Could you describe your creative process? How do you choose the subjects of your photos/projects and what do you try to capture? What captures your attention the most? How do you get inspired?
What captures my attention the most are the historical events of a population, I have always loved the history of World War II, of the birth of fascism, of Nazism, of the Resistance, of the hundreds of stories about the dictatorships of South America and of the Balkan War. From all this comes the desire to leave and learn about humanity.

Tell us about the most difficult shot you have ever taken. And which do you consider your best photograph/project?
That one of a child who died of starvation and other illnesses in Iraq, especially because of the circumstances I found myself in. A nurse suddenly grabbed me by the arm and took me to this room where a body was laying on an iron stretcher. The man had called me to document this death, I was shocked for days.
One of the projects I care about and that I have cared about the most is a photographic book on the Resistance that came out in July 2016. The Artestampa publishing house in Modena printed the work that I have been working on for ? years of interviews and photographs, it was definitely one of the most emotional works I have done.
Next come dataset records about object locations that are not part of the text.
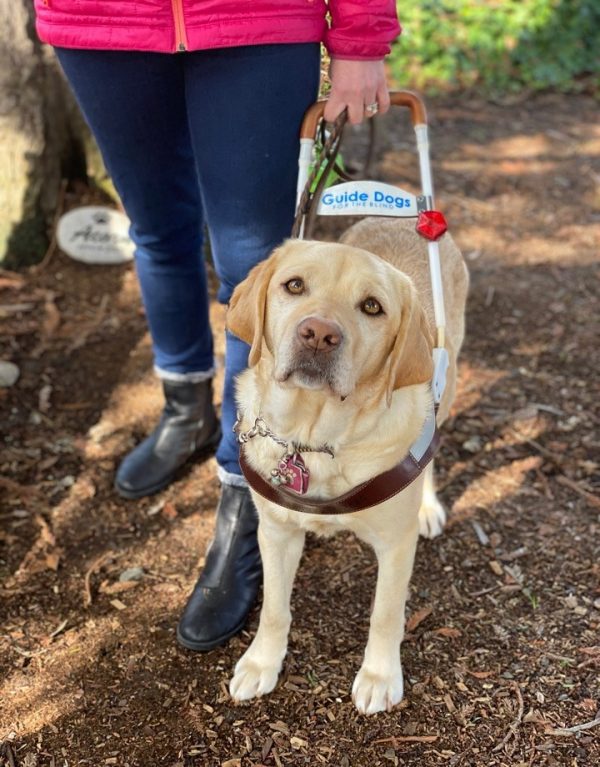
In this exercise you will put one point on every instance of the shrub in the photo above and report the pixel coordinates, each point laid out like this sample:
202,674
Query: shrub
498,45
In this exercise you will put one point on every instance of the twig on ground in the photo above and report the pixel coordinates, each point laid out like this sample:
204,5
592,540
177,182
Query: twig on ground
8,754
512,730
575,729
96,565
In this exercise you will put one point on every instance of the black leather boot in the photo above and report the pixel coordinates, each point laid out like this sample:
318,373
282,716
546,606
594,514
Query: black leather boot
188,424
227,588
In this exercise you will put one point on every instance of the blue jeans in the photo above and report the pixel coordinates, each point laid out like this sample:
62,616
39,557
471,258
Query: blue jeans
205,137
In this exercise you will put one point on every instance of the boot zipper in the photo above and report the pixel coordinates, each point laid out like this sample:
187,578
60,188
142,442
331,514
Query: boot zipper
178,18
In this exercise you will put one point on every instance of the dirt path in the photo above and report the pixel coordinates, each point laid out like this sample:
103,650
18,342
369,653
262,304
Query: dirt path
503,647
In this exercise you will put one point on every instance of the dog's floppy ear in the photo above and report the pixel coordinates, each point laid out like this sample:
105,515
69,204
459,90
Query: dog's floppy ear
411,359
248,306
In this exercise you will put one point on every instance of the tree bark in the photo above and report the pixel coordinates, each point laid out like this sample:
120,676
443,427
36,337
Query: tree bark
42,136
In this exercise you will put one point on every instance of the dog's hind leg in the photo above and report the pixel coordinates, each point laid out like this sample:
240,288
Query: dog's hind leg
432,515
379,684
257,670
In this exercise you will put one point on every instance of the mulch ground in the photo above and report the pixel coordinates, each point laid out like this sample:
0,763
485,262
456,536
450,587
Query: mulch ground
502,650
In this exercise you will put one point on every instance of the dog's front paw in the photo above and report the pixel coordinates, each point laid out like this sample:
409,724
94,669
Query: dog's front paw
432,517
374,692
251,679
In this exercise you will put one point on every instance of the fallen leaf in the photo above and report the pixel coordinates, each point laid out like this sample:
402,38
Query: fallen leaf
418,618
449,632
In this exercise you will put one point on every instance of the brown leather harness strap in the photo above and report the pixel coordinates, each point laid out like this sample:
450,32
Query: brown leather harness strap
370,493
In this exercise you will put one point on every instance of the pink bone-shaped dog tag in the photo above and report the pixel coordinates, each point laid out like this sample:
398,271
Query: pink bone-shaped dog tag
294,473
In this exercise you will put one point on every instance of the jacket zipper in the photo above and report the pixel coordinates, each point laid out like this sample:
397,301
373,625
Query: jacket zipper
178,18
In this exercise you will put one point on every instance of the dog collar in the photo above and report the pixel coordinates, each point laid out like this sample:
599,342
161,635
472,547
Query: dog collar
370,493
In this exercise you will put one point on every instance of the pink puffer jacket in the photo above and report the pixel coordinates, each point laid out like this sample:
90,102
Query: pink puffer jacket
360,29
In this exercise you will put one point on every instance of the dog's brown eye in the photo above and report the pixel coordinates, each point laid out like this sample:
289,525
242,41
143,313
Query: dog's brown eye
371,306
295,286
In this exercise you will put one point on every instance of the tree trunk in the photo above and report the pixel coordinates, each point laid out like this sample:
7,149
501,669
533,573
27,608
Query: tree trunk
42,136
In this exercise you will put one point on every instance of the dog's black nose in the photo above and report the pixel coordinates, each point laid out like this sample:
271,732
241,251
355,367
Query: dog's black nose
319,335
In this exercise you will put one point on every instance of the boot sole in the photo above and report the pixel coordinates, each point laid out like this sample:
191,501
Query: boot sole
205,646
131,495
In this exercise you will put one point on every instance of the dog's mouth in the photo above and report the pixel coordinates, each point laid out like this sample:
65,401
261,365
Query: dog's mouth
313,373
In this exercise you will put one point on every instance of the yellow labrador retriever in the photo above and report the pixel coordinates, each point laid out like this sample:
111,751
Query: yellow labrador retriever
340,370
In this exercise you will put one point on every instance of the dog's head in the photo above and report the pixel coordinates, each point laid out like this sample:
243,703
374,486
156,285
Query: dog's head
333,317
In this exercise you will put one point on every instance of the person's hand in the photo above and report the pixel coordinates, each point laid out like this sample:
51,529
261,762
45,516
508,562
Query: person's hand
358,86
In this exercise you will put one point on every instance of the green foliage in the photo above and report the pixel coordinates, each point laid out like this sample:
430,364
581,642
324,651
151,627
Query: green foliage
498,45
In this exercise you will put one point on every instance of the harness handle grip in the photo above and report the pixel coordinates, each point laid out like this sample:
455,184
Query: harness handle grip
398,98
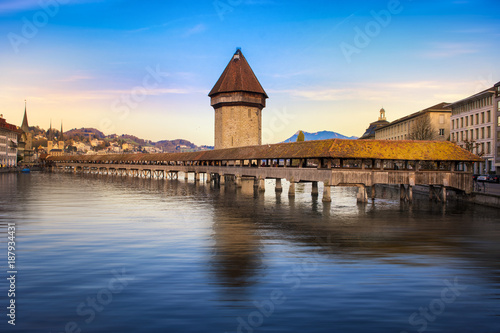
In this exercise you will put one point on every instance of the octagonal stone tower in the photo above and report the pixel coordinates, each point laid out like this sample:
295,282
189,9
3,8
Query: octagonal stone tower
238,100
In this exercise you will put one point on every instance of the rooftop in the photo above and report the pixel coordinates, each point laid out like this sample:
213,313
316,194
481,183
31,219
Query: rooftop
334,148
238,77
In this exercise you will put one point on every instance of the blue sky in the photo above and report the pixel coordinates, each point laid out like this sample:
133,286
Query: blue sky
145,67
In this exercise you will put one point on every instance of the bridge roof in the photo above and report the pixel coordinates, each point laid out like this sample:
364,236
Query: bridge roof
336,148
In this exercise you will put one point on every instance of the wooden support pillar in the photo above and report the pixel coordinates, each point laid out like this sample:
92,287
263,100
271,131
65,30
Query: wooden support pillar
327,192
291,189
314,191
261,184
278,187
237,181
362,197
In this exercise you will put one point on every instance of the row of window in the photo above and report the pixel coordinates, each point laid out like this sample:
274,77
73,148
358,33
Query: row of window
469,134
473,105
480,148
465,121
441,132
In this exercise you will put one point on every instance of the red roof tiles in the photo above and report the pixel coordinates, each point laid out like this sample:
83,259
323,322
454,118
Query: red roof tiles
237,77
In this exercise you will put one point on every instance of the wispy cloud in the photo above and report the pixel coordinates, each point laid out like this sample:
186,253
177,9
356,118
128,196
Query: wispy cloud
75,78
438,91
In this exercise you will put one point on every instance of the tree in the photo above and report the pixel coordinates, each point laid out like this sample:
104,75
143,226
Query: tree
422,129
300,137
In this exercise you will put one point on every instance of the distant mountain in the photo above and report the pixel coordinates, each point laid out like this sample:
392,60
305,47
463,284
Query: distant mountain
323,135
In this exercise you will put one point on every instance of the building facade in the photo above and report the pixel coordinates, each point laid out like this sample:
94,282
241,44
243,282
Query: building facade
8,143
474,126
370,131
25,149
496,107
238,100
429,124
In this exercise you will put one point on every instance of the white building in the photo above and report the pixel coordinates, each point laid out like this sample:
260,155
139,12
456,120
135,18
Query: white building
474,126
8,143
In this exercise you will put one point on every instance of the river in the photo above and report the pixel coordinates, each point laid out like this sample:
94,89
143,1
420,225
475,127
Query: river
118,254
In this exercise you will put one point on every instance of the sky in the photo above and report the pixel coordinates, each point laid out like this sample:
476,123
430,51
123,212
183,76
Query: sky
145,68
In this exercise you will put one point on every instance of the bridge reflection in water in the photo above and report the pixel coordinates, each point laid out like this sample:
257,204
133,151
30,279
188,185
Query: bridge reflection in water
359,163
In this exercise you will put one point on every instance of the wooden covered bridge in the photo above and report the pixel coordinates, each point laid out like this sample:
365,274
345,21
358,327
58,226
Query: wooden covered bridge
360,163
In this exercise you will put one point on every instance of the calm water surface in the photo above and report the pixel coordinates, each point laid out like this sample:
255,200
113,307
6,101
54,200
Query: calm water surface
111,254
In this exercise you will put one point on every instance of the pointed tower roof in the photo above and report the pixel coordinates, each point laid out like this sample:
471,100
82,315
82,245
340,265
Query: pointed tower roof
238,77
25,126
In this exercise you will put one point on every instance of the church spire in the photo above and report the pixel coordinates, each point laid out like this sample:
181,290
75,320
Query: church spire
50,136
61,136
25,126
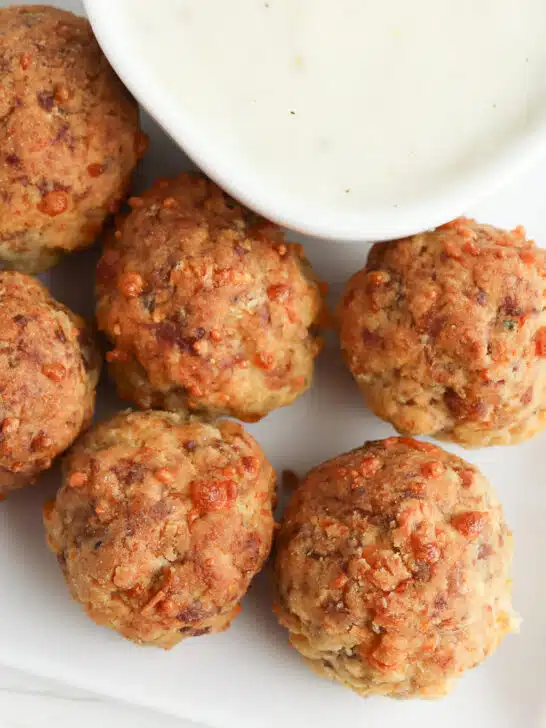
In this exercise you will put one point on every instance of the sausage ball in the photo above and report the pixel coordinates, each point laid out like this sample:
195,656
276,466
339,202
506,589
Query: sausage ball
392,569
69,136
445,333
207,306
161,524
49,370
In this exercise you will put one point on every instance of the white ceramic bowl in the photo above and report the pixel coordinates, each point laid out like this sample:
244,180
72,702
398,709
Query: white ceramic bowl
439,204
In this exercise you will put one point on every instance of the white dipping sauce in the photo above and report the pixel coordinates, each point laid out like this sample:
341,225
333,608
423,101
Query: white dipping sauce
350,103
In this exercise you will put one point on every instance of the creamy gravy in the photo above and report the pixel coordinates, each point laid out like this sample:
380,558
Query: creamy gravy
349,103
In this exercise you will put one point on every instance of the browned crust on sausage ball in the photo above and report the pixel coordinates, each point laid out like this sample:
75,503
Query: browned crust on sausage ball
392,569
445,333
161,524
49,369
207,306
69,136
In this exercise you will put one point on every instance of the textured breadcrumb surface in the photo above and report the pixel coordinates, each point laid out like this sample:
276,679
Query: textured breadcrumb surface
161,523
445,333
208,308
393,569
49,369
69,136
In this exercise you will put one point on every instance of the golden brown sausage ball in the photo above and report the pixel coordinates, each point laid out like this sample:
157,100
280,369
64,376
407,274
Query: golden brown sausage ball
161,524
445,333
393,569
49,370
69,136
207,306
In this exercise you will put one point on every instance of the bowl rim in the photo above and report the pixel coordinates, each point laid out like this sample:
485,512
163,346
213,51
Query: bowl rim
369,225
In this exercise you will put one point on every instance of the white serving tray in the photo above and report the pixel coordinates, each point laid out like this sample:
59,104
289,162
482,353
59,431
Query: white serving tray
249,677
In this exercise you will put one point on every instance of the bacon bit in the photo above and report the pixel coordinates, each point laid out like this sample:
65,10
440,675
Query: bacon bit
41,442
427,552
470,524
95,170
369,466
264,360
298,383
192,516
540,342
165,476
390,442
237,609
452,250
417,444
471,248
114,206
77,480
519,232
10,425
528,256
118,355
54,203
213,495
55,372
340,582
250,464
378,278
278,292
141,146
323,287
467,478
130,284
154,601
62,94
48,510
432,469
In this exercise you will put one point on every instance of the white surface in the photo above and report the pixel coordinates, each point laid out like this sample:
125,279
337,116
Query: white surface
354,119
248,677
30,702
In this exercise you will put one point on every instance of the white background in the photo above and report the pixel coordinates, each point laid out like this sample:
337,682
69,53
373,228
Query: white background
248,678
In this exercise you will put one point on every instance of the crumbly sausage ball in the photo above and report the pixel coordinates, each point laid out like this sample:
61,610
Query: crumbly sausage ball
207,306
69,136
161,524
392,569
445,333
49,369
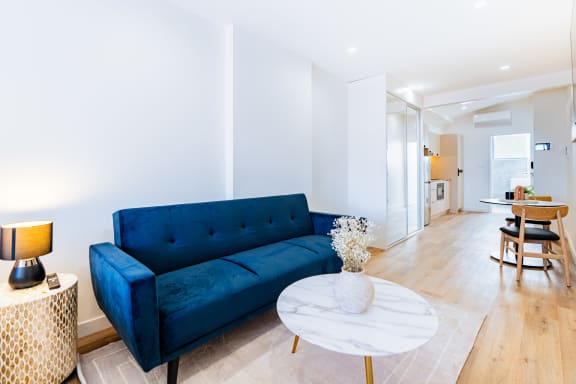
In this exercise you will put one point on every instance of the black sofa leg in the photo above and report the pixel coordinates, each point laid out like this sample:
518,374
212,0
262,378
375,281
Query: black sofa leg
172,376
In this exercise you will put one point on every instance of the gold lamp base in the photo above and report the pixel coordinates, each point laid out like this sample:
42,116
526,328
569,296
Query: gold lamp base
26,273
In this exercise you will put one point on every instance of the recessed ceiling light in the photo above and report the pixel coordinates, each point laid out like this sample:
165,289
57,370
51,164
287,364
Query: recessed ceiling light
480,4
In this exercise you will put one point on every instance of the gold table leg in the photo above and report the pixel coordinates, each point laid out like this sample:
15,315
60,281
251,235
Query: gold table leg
368,365
295,345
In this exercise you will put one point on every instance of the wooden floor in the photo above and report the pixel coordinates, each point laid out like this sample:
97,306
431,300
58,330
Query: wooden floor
529,335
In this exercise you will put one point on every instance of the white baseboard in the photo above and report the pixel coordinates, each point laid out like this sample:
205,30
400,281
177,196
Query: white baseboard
94,325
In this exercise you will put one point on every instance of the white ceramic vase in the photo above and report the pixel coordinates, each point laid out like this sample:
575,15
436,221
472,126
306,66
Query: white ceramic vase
353,291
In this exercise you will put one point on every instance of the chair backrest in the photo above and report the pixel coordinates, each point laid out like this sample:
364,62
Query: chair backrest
540,198
540,213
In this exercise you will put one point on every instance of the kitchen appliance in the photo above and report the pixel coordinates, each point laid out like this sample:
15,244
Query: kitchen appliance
427,190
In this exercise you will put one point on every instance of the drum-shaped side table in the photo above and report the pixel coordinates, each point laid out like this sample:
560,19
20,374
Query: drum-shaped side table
38,331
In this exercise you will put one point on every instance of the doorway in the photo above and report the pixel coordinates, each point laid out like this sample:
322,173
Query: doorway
510,163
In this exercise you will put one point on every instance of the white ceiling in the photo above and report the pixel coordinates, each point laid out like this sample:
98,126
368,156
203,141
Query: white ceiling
446,114
431,46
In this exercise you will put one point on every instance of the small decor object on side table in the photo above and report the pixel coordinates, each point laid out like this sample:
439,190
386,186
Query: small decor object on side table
353,290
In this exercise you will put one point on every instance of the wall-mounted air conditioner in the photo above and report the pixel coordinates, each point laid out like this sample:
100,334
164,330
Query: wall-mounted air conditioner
492,119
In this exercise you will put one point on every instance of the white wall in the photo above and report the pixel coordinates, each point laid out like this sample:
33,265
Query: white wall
105,105
552,125
477,150
367,151
272,119
554,170
330,147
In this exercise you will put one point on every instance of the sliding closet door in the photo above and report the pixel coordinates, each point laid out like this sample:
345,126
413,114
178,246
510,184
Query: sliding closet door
396,226
412,170
402,176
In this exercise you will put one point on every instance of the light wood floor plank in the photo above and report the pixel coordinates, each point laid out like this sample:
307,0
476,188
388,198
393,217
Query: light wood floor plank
529,335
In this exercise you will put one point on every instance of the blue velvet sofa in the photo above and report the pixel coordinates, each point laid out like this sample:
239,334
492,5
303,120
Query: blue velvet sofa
179,275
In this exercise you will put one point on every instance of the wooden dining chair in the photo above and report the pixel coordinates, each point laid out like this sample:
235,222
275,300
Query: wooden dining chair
545,224
525,235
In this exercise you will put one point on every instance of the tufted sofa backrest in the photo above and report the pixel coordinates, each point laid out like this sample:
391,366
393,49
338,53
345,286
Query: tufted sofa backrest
167,238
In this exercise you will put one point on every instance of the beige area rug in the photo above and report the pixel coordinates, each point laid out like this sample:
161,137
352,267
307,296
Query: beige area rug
259,352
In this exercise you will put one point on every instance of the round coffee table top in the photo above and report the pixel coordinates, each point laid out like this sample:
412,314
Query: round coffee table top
398,320
538,203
What equipment do you use? Do you spend a lot of time editing and post-producing your images?
I always work with Nikon, I have a D4S and a Nikkor 24-85 zoom now.
I spend a lot of time editing images, even whole days, but not post-producing them.

What are your future plans? What are you working on now?
Since 2019 I have been working on a photographic story of a Chilean/Argentinean family, who survived two dictatorships, and three disappeared son, daughter-in-law and granddaughter. The latter has been searched for twenty years by the grandmother of Plaza de Mayo, Buscarita Roa and who then came back to the legitimate family after a historic process that also challenged Argentine legislation.
The history of the family continues today, many children, daughters-in-law, grandchildren near and far are born and live between North and South America.

What advice would you give to an aspiring photographer who wants to turn his passion into a job, or at least into a professional activity?
I believe in the importance of telling interesting stories, so I would say to follow the ones that inspire you and leave you with something inside. I also work as a teacher in high schools and this allows me to balance my photographic work out, so I am not a photographer who lives only by photography.